With treatment, many people are able to manage their anxiety. However, some treatments may need to be continued for a significant period of time and there may be periods where your symptoms worsen.
Talking to others: Talking to others can help cope with a problem and being listened to can help you feel supported.
Face your fear: Breaking the cycle of constantly avoiding situations that make you anxious, you are less likely to stop doing the things you want, or need to do. Chances are the reality of the situation will not be as bad as you expect making you better equipped to manage and reduce your anxiety.
Know yourself: Make a note of when and where you feel anxious, what happens (symptoms) and the potential triggers. By acknowledging these and arming yourself with tips to deal with these triggers, you will be better prepared in anxiety-inducing situations.
Relax: Learning relaxation techniques can help you calm feelings of anxiety. Yoga, meditation or massage will relax your breathing and help you manage the way you feel about stressful experiences.
Exercise: Even small increases in physical activity levels can trigger brain chemicals that improve your mood, wellbeing and stress levels. This can act as a prevention and treatment for anxiety as well as lead to improved body image, self esteem and self worth and social well being.
Healthy eating: Eating lots of fruit and vegetables and avoiding too much sugar is a healthy approach. The initial sugar ‘rush,’ followed by a sharp dip in blood sugar levels which can give you anxious feelings. Caffeine can also increase anxiety levels so try to avoid drinking too much tea or coffee.
Avoid alcohol or drink in moderation: It’s very common for people to drink alcohol when they feel nervous to numb their anxiety, however when it wears off you may feel worse and potentially more anxious, and your brain will be less able to deal with anxiety naturally.
Faith / spirituality: If you are religious or spiritual, it can help you feel connected to something bigger than yourself.

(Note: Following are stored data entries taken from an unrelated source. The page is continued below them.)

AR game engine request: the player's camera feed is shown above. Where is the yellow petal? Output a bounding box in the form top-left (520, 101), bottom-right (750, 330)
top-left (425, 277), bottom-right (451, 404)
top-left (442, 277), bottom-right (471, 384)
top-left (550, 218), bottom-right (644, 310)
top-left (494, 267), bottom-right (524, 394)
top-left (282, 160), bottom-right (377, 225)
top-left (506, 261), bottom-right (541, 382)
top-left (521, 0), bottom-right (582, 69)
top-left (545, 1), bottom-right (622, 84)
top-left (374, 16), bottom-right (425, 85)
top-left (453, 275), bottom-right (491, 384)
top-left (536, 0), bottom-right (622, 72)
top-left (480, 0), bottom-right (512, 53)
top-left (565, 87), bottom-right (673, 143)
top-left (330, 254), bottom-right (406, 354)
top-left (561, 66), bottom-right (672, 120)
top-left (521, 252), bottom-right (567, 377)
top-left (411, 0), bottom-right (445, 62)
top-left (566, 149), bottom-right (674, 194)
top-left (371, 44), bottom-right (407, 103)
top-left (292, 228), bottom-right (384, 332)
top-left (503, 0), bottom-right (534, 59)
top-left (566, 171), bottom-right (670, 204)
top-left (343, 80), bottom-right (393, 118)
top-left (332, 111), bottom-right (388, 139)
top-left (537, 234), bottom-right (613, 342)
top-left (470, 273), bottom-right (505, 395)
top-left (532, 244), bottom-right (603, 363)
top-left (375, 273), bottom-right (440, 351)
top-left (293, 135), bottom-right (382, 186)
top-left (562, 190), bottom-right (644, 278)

It can provide a way of coping with everyday stress. Faith groups can be a valuable support network.
Talking to someone
If you feel anxious all the time for several weeks or if it feels like your anxiety is taking over your life then getting help would be appropriate.
Talking therapies like counselling or Cognitive Behavioural Therapy (CBT) are very effective for people with anxiety problems, CBT helps people to understand the link between their thoughts (negative) and mood (emotions) and how altering their behaviour influences thoughts and can enable people to manage anxiety and feel in control.
Mindfulness is a variation of CBT focusing on changing the relationship between the individual and their thoughts. It focuses on `being’ conscious’ in the present rather than the past or future. Using meditation or other activities can help people be ‘mindful’ of their thoughts and break out a pattern of negative thinking.
Guided self-help is usually based on CBT methods and aims to help the person understand the nature of their anxiety and equip them with the necessary skills to cope with it. This works by educating the individual to challenge unhelpful thinking, evaluate their symptoms and gradually expose themselves to the source of their anxiety.
Medication is used to provide short-term help, rather than as a cure for anxiety problems. Drugs may be most useful when they are combined with other treatments or support, such as talking therapies.
Support groups are designed for individuals to learn a lot about managing anxiety from asking other people who have experienced it. Learning often takes place through peer contact and can bring together people with similar experiences to share their stories, tips and try out new ways of managing their worries. Your doctor, library or local citizens advice bureau will have details of support groups near you.